Für die Banken ist das ein toller Deal. Sie geben eigene Anleihen aus, reichen sie bei der Notenbank als Sicherheiten ein und besorgen sich im Gegenzug Zentralbankgeld zum Minizins von einem Prozent. Mit einem Teil des Geldes tilgen sie ihre fälligen Altanleihen. Mit dem restlichen Geld kaufen sie höher verzinsliche Staatsanleihen und finanzieren die Leistungsbilanzdefizite sowie die Kapitalflucht aus ihren Ländern.
Fatale Folgen
Die volkswirtschaftlichen Folgen der Politik sind fatal. Schon das Geld aus dem Leihgeschäft im Dezember haben die Banken auf Druck ihrer Regierungen zu einem großen Teil in Staatsanleihen der Krisenländer investiert. Damit haben sie die Kurse nach oben und die Renditen nach unten gedrückt. So hat sich der Effektivzins für dreijährige italienische Staatsanleihen seit seinem Hoch im November von über 7,0 auf 3,5 Prozent mehr als halbiert, der für spanische Anleihen gleicher Laufzeit ist von 6,1 auf 2,6 Prozent gesunken.

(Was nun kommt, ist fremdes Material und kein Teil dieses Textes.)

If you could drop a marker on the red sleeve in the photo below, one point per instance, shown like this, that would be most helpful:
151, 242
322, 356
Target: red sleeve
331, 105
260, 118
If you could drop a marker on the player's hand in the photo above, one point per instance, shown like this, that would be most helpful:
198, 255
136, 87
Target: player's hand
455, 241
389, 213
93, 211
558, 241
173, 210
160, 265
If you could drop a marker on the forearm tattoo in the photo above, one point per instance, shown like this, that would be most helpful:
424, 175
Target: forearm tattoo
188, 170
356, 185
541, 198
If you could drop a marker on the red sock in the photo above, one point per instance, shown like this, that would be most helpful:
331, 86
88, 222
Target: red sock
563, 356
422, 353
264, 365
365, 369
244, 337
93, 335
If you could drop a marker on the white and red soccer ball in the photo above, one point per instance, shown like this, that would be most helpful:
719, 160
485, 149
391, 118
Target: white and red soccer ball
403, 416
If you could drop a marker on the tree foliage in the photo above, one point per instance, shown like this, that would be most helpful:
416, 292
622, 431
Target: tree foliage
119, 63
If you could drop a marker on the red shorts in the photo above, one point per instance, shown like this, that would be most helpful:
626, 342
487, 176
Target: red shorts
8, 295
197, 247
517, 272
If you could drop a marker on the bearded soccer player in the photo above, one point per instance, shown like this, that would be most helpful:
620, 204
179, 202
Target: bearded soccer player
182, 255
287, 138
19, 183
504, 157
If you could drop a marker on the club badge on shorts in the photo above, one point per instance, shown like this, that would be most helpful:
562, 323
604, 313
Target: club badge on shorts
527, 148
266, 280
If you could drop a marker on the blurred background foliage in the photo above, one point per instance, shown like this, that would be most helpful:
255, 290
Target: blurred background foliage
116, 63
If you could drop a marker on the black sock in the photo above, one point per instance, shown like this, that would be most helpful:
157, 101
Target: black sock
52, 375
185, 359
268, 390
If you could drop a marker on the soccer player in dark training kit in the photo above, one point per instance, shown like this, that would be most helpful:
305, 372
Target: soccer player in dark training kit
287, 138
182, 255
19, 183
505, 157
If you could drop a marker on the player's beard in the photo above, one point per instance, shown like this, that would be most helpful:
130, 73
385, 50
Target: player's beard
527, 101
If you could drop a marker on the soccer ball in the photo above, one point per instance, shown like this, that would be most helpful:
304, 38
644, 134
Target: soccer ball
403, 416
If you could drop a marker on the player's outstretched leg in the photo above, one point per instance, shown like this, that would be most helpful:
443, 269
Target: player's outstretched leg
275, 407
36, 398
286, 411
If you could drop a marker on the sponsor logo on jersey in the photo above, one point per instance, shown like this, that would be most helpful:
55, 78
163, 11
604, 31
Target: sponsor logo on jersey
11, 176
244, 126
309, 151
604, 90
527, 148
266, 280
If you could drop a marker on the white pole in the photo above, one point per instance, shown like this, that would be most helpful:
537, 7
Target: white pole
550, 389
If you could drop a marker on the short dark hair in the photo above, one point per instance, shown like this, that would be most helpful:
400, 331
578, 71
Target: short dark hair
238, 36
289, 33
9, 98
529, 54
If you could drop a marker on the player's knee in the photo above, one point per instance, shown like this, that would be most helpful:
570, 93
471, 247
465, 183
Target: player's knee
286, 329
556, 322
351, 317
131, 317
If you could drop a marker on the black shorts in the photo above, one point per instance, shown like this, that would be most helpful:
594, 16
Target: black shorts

Für die Finanzminister der Mittelmeerländer ist das eine tolle Sache, sie können sich jetzt billiger verschulden als noch vor ein paar Wochen. Doch der Reformdruck von den Märkten ist futsch. In Italien hat Monti zwar mit der Reform des Rentensystems und der Liberalisierung einzelner Branchen begonnen. Doch ob ihm auch die alles entscheidende Reform des Arbeitsmarktes gelingt, ist völlig offen. „Die Vergangenheit hat gezeigt, dass die italienischen Parlamentierer ihrem Regierungschef nur folgen, wenn ihnen der Angstschweiß vor der strafenden Hand des Kapitalmarktes auf der Stirn steht“, sagt Commerzbank-Chefökonom Krämer. Das Risiko ist hoch, dass Montis Nachfolger die Zügel wieder schleifen lässt, wenn der Druck der Märkte ausbleibt. Dann dürfte rasch der Ruf nach weiteren Hilfen aus Berlin laut werden. Nicht ohne Grund macht Monti hinter den Kulissen schon seit Wochen Druck auf Angela Merkel, dem Euro-Rettungsschirm ESM mehr Geld zur Verfügung zu stellen.